Inhibiting the key cancer promoting transcription factor MYC (both cMYC and MYCN) is vigorously pursued since this inactivates many genes that drive cancer cell growth and proliferation. To date, small molecule inhibitors of MYC have been elusive. SignalRx’s innovative approach is to indirectly orthogonally diminish the activity of MYC by enhancing its degradation using PI3K inhibition combined with simultaneous blocking the transcription of the gene producing MYC via inhibition of the bromodomain protein BRD4—all resulting from a single molecule. Combination treatments are necessary in cancer, and there is an ever increasing need for more complex combinations to inhibit multiple targets to maximize efficacy. However, combining single-action drugs becomes unfeasible due to prohibitive costs when combining expensive targeted therapies in addition to being a barrier to early clinical evaluation of such complex combinations of drugs. SignalRx provides proprietary single molecules designed to inhibit multiple specific key cancer targets and thus strive for more cost-effective efficacy-improved therapeutics.

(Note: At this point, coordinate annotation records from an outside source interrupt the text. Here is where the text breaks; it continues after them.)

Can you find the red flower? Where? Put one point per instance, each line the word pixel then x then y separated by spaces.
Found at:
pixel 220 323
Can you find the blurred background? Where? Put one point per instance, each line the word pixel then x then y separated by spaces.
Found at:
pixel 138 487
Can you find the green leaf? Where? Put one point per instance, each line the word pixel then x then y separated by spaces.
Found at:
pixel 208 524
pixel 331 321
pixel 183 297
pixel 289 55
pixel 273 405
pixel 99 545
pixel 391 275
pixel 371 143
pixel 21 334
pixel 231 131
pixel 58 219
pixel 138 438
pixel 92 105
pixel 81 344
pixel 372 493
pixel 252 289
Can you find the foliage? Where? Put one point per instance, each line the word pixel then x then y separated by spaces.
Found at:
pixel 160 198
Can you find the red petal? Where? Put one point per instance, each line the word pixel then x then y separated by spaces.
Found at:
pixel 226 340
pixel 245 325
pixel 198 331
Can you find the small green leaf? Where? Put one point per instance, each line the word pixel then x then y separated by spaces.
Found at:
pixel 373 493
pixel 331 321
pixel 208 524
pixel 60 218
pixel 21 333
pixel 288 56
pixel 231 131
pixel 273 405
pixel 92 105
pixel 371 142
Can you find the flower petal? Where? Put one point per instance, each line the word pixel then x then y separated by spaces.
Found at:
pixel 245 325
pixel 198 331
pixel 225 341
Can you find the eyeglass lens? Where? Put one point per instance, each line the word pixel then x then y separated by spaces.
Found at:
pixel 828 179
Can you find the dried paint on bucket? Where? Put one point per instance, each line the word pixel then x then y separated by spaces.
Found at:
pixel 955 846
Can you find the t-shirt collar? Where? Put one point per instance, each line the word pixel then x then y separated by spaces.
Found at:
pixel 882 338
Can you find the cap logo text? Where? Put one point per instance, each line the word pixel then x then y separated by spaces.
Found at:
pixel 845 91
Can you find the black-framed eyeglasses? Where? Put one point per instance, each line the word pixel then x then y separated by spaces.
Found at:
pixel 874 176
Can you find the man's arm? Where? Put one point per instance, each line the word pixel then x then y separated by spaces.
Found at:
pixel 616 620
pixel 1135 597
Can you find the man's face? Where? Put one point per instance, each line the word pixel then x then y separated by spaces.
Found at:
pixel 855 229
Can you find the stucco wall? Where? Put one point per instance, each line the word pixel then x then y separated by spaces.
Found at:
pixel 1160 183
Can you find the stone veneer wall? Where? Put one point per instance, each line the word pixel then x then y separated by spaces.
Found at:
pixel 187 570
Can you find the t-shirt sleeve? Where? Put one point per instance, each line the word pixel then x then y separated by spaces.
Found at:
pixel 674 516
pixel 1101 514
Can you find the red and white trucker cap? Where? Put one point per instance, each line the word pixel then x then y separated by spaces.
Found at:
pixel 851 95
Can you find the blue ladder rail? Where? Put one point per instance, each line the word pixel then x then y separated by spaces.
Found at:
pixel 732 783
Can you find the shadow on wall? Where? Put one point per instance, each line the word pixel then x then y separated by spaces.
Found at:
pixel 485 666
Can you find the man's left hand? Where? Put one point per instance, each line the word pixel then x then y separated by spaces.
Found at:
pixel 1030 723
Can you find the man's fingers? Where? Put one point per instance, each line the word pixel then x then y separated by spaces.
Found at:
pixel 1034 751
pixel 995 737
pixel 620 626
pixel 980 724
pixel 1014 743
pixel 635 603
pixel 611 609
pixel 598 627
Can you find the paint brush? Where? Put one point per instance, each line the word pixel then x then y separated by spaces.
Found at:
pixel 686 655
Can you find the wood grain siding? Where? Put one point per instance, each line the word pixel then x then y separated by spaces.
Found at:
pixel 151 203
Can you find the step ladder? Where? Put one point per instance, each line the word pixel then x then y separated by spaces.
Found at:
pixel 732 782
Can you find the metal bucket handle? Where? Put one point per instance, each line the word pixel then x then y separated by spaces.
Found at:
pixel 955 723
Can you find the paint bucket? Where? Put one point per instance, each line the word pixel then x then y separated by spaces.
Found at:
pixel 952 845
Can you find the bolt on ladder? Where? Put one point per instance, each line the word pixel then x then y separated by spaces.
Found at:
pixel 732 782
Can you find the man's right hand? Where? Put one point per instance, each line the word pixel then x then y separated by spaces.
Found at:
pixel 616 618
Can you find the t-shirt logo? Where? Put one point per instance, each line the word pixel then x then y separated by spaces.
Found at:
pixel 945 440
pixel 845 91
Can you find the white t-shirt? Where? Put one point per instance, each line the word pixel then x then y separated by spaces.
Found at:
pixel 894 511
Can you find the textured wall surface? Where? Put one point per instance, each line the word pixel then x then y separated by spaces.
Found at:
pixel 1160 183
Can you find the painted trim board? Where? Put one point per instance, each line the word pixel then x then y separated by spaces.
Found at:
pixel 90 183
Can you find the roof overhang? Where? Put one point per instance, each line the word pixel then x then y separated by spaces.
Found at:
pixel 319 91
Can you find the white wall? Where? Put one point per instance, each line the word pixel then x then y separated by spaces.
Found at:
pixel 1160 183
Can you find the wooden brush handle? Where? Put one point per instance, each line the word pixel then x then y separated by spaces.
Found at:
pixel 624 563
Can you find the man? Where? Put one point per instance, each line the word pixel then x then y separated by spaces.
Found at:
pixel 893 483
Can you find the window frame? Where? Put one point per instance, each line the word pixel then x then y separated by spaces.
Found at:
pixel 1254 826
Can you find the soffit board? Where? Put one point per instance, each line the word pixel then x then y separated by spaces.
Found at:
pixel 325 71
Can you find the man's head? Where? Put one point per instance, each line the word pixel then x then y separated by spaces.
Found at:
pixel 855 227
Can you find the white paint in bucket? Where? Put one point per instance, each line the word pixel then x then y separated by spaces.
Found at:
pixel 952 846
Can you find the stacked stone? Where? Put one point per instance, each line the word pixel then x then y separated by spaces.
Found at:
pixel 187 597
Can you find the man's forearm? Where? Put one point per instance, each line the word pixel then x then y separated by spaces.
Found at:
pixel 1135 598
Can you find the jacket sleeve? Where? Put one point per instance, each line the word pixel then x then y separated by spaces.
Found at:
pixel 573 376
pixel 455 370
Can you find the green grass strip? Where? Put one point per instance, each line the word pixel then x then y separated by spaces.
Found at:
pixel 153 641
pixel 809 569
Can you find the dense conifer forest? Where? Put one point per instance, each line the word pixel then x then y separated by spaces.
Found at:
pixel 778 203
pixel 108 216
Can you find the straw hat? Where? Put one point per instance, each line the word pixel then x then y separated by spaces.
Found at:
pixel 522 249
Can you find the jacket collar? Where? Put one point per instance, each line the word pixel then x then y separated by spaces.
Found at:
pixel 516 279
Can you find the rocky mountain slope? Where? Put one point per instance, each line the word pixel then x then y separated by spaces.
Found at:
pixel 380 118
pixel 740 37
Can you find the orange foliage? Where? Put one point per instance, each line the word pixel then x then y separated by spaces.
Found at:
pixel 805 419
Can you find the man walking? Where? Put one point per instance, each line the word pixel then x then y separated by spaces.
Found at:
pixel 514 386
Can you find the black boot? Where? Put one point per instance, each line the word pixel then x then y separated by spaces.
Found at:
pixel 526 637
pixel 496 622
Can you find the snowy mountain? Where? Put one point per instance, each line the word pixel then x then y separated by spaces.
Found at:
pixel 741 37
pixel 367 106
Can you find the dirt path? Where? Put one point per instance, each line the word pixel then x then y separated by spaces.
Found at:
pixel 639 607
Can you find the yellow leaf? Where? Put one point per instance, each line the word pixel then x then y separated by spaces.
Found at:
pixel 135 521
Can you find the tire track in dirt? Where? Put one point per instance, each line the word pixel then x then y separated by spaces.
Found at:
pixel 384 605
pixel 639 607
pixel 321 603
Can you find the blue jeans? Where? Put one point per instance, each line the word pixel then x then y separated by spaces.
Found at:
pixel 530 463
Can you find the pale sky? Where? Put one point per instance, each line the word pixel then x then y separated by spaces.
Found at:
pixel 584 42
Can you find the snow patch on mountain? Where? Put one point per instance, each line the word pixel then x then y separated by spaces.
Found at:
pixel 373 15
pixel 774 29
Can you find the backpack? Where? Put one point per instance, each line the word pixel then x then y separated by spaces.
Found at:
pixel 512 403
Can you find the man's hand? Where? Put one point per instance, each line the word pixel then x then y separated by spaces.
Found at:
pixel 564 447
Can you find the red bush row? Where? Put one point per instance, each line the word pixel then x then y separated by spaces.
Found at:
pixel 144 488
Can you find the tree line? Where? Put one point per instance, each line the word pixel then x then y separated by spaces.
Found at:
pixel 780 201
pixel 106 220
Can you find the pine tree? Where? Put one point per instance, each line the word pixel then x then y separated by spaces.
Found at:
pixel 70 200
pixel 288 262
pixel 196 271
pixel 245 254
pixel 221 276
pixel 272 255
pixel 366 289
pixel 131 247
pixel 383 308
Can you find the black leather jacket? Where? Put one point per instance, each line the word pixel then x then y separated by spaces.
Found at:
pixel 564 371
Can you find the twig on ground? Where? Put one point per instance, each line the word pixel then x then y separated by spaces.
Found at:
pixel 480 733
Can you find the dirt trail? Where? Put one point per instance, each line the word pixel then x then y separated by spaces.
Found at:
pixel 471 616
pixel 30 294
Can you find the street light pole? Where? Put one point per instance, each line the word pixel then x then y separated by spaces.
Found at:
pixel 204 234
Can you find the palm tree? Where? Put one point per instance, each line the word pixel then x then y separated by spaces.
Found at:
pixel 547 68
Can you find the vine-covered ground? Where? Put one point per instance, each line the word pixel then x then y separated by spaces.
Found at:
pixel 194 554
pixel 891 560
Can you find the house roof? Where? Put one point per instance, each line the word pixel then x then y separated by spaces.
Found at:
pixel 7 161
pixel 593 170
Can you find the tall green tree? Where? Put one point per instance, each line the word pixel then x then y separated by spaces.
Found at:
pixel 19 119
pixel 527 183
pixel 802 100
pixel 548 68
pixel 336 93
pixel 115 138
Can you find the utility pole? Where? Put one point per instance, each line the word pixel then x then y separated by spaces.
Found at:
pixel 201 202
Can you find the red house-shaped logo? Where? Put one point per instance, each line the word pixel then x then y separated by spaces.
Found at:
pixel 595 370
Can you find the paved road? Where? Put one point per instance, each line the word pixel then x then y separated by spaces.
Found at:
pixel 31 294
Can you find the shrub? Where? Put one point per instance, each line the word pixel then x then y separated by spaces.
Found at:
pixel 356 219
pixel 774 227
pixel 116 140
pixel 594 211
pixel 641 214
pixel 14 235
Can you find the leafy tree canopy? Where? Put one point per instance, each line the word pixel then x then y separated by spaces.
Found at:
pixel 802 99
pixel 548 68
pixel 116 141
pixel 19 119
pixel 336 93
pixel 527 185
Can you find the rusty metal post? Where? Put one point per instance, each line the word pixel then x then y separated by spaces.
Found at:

SignalRx has discovered and patented a novel molecular scaffold whose members are potent PI3K inhibitors designed to simultaneously inhibit the bromodomain protein BRD4. These dual PI3K/BRD4 inhibitors are the subject of the awarded grant along with the development of molecular modeling tools to help facilitate the structure activity relationships now under study. Preliminary results of these dual PI3K/BRD4 inhibitors have demonstrated in vivo efficacy without toxicity in several mouse cancer models, confirming the advantage of circumventing potential safety concerns arising from the use of multiple drugs. Moreover, successful proof of concept by showing knockdown of both the PI3K pathway and MYC levels was confirmed from the examination of excised mouse tumors 4 hours after administration of a dual PI3K/BRD4 inhibitor.

"The STTR grant award by the NCI to develop a single molecule that inhibits both PI3K and BRD4 represents a major step forward in translating new findings in cancer biology to maximize the activity and durability of effect in new anticancer agents" said Donald L. Durden, MD, PhD. "This approach, in addition to challenging the current dogma of single-targeted oncology drugs, has promise to maximally block the tumor suppressor gene MYC which drives many cancers including CLL, medulloblastoma, multiple myeloma, and high-grade epithelial ovarian cancers exhibiting elevated MYCN expression."